Il y a un ordre strict sur les courants du tétras de l'absinthe, les rangs et l'ancienneté parmi les coqs sont observés. Le coq principal est au milieu, à côté se trouve le deuxième, le plus haut rang. Deux ou six tétras lyre du tertiaire marchent un peu plus loin, et les jeunes sont à la périphérie. Leurs figures grotesques à ventre noir (en volants blancs à l'avant, avec des «éventails» pointus à l'arrière) se dressent cérémonieusement sur les collines et les plaines parmi le vert clairsemé des prairies d'absinthe. Les postures sont majestueuses, les seins des gardiens sont gonflés de boules, leurs têtes sont noyées dans des cols luxuriants. Des "bulles" sur la poitrine ("jaunes, comme deux mandarines"), gonflées et descendantes, clignotent dans les rayons du soleil levant. Une image pittoresque, mais malheureusement maintenant elle est rare. Peu de tétras de l'absinthe ont survécu dans le nord-ouest des États-Unis.

Le courant s'arrêtera et les coqs trient les femelles par ordre d'ancienneté: la principale obtient généralement les trois quarts, la deuxième de rang six fois moins, les trois ou six plus proches d'elles - la trentième. Autres - quelques tétras "non réclamés".
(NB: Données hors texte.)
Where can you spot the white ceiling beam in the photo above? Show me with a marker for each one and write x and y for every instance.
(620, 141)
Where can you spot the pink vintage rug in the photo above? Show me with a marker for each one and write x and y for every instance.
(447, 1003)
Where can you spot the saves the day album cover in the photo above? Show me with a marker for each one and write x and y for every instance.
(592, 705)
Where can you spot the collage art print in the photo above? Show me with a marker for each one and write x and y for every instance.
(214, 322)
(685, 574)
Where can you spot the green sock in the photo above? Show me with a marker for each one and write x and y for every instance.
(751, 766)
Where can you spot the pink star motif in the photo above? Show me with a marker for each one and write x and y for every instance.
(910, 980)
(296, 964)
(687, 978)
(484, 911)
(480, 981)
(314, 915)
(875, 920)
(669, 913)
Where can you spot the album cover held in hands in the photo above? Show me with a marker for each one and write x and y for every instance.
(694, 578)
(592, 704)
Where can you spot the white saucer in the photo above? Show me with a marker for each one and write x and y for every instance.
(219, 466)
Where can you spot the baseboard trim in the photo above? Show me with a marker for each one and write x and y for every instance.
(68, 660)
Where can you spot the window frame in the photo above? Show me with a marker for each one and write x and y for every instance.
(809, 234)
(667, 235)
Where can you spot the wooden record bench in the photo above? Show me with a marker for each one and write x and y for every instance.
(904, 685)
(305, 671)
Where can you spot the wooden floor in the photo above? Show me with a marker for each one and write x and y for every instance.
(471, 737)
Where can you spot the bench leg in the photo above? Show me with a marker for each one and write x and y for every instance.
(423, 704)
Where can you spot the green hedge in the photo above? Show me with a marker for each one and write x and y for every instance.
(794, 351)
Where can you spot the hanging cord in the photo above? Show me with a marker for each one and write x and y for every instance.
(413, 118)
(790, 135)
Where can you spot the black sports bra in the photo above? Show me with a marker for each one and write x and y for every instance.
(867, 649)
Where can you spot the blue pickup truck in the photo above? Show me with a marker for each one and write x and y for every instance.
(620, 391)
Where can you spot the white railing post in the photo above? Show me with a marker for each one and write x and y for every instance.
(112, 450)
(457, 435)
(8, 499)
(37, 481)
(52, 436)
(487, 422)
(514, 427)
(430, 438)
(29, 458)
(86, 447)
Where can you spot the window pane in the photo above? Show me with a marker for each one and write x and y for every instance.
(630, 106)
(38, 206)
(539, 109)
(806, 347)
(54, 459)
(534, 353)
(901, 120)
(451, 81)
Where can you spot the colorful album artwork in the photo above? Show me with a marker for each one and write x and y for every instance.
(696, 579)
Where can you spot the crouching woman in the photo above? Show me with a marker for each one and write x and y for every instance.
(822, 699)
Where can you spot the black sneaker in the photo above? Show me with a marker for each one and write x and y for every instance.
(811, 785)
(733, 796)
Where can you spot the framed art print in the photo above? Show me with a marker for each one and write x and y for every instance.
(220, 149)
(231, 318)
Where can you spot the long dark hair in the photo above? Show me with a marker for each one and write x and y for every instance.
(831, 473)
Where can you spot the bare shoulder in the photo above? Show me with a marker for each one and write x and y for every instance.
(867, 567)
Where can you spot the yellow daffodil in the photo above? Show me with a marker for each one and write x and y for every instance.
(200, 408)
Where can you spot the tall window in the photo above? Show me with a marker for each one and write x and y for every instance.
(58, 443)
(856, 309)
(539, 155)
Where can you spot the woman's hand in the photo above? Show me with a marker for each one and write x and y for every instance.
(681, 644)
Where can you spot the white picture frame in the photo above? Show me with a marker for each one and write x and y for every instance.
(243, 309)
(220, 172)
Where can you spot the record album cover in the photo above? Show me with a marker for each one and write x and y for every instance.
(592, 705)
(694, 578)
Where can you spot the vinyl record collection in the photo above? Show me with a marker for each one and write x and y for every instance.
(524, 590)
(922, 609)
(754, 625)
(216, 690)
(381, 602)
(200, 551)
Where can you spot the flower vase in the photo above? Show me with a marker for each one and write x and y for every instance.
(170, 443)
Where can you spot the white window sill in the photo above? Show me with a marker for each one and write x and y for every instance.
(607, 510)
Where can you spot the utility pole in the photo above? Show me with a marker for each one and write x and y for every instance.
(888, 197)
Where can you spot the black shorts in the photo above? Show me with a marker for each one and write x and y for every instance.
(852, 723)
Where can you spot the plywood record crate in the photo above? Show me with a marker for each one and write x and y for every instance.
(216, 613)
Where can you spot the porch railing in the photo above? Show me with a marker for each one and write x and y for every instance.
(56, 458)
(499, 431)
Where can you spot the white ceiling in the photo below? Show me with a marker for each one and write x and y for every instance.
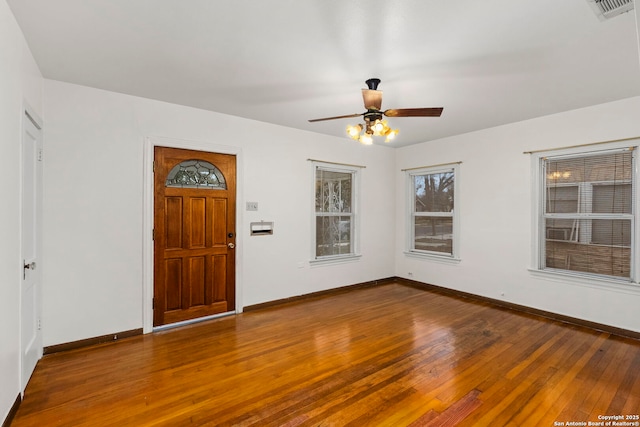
(286, 61)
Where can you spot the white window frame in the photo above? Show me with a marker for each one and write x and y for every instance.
(538, 258)
(410, 249)
(354, 253)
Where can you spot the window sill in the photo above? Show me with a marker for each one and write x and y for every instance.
(587, 280)
(433, 257)
(335, 260)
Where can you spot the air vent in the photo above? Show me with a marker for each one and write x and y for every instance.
(606, 9)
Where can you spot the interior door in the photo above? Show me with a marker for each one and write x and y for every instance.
(194, 234)
(30, 331)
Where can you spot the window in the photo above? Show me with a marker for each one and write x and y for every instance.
(335, 219)
(196, 174)
(432, 222)
(587, 213)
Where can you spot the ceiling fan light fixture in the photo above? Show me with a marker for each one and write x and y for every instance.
(379, 127)
(374, 125)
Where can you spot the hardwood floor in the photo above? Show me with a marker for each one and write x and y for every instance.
(389, 355)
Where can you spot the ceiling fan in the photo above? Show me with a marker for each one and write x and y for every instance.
(374, 125)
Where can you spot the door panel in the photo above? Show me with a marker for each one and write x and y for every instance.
(194, 273)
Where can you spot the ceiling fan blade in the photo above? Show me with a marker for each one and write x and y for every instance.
(414, 112)
(336, 117)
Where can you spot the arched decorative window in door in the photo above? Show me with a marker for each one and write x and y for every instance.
(196, 174)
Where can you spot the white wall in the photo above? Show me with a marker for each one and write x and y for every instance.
(20, 82)
(93, 207)
(496, 213)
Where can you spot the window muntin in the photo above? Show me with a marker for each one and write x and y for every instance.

Le tétras de l'absinthe est souvent appelé sauge. Mais le premier est plus précis, car ces oiseaux se nourrissent presque exclusivement des feuilles, des bourgeons et des fruits de l'absinthe américaine. La nourriture est douce et facile à digérer. Par conséquent, le tétras de l'absinthe est «le seul poulet avec une paroi interne douce de l'estomac». Il n'y a même pas de cailloux dedans, qui (des grains de sable aux cailloux!) Sont avalés par presque tous les oiseaux, de sorte qu'ils, comme des meules, broient de la nourriture solide.